Yo, ho, ho!

The Deadly Gallows

Ahoy, mateys! Barry Belmont, Johnny D., Russell Garrison, Stefan Jensen and Zachariah Rees pose with a replica of band member Cameron Rees, home sick the day of the photo.

Ahoy, mateys! Barry Belmont, Johnny D., Russell Garrison, Stefan Jensen and Zachariah Rees pose with a replica of band member Cameron Rees, home sick the day of the photo.

Photo by BRAD BYNUM

The Deadly Gallows will play the local music festival FilFest at West Street Market, 148 West St., on May 2 at 5 p.m. All ages. $10. For more information, visit myspace.com/filfest and myspace.com/thedeadlygallows.

Remember a couple of years ago when pirates were still fun? Back in the salad days before the recent slew of attacks by Somali pirates made piracy a no-laughing matter, the first images evoked by the mention of the word “pirate” would be of Johnny Depp wearing a tricorne hat and doing his best Keith Richards impersonation. Or you might think of Captain Hook or, better yet, Cap’n Crunch.

Reno “pirate-core” band The Deadly Gallows has the rum-drinking, sea shanty-singing, booty-plundering, village-pillaging spirit of the pirates of yore. It’s the sound of the rough-and-tumble adventure on the high seas—but recast to the high desert.

Pirate-core is a spin-off sub-genre of the folk-punk movement started almost single-handedly in the early 1980s by the London band The Pogues, who played traditional Celtic folk with the gutter fury of punk rock. The pirate theme was prominent on their 1985 album Rum, Sodomy and the Lash. That album, along with Adam Ant and a couple of Tom Waits songs like “Singapore,” is the root of pirate-core.

But the biggest and most recognizable influence on The Deadly Gallows is a defunct Reno band: local pirate-core forbears The Scurvy Bastards, who had a fierce swashbuckling run in the early 2000s.

Johnny D., The Deadly Gallows’ vocalist, banjo player and principle songwriter, recalls being blown away upon first hearing The Scurvy Bastards as a teenager. He had recently taken up playing the banjo and the rowdy 18th century tavern atmosphere of The Scurvy Bastards fit perfectly with what he wanted to hear—a case of listener and music fitting together like a patch over an eye.
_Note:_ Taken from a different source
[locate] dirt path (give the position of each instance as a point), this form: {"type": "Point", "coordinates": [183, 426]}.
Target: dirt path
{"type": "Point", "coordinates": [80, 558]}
“I just started naturally figuring out the pirate sound,” he says.

And what’s the pirate sound?

“Well, I write everything in A minor,” says Johnny D., with a laugh. “It’s a good pirate key.” A minor is a favorite key for folk musicians and musical primitives of all stripes because it’s arguably the easiest key to play on both the piano and the guitar.
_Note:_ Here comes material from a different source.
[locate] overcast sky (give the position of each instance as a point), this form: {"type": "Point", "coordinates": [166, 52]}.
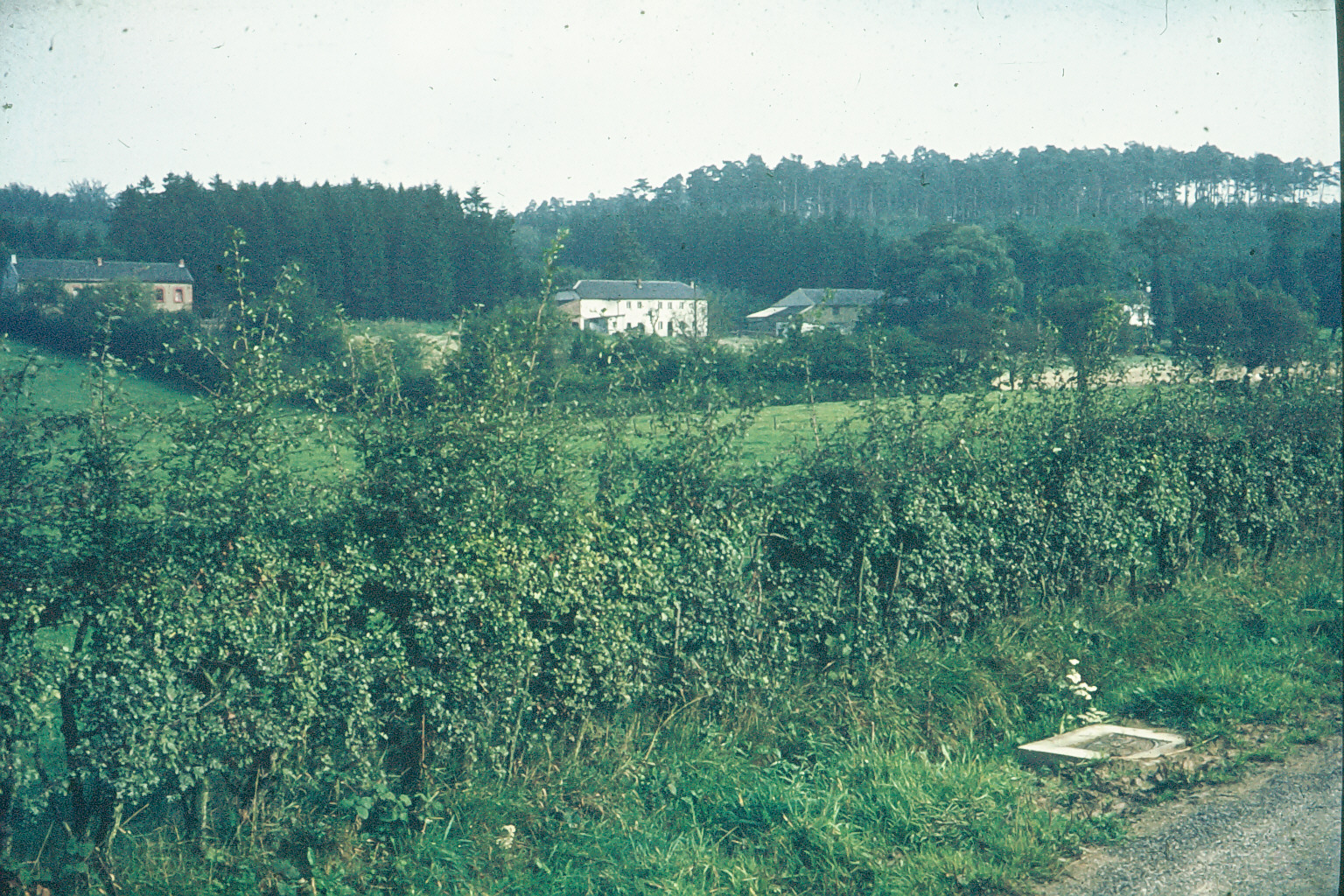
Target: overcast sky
{"type": "Point", "coordinates": [531, 100]}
The pirate theme provides a treasure chest of inspiration. Johnny D. works the raw materials of life into sing-a-long tales of freighters and buccaneers.

“I always had trouble knowing what to write about,” he says. “This gives me a metaphor for everything.”

For example, when a band member quit, the group’s frustration and disappointment was transformed, using the magic of pirate metaphors, into a song aptly named “Mutiny.”

In addition to Johnny D., the solid, dexterous current lineup includes guitarist Barry Belmont, bassist Stefan Jensen, drummer Russell Garrison and pirate brothers Zachariah and Cameron Rees on accordion and violin, respectively.

The music occasionally has a dissonant and foreboding quality, sometimes slow and moody, but often underlined with urgent and driving rhythms. The vocals, led by Johnny D., but with the others joining in for the raucous choruses, are gruff and throaty—more shades of Waits and The Pogues’ Shane MacGowan and even The Scurvy Bastards’ Brooke Walker.

The pirate theme of the songs—not to mention the pirate costumes—might strike some readers as a gimmick, but it’s a gimmick backed up with some good songs. And what could possibly be a better gimmick than pirates? Ninjas, maybe?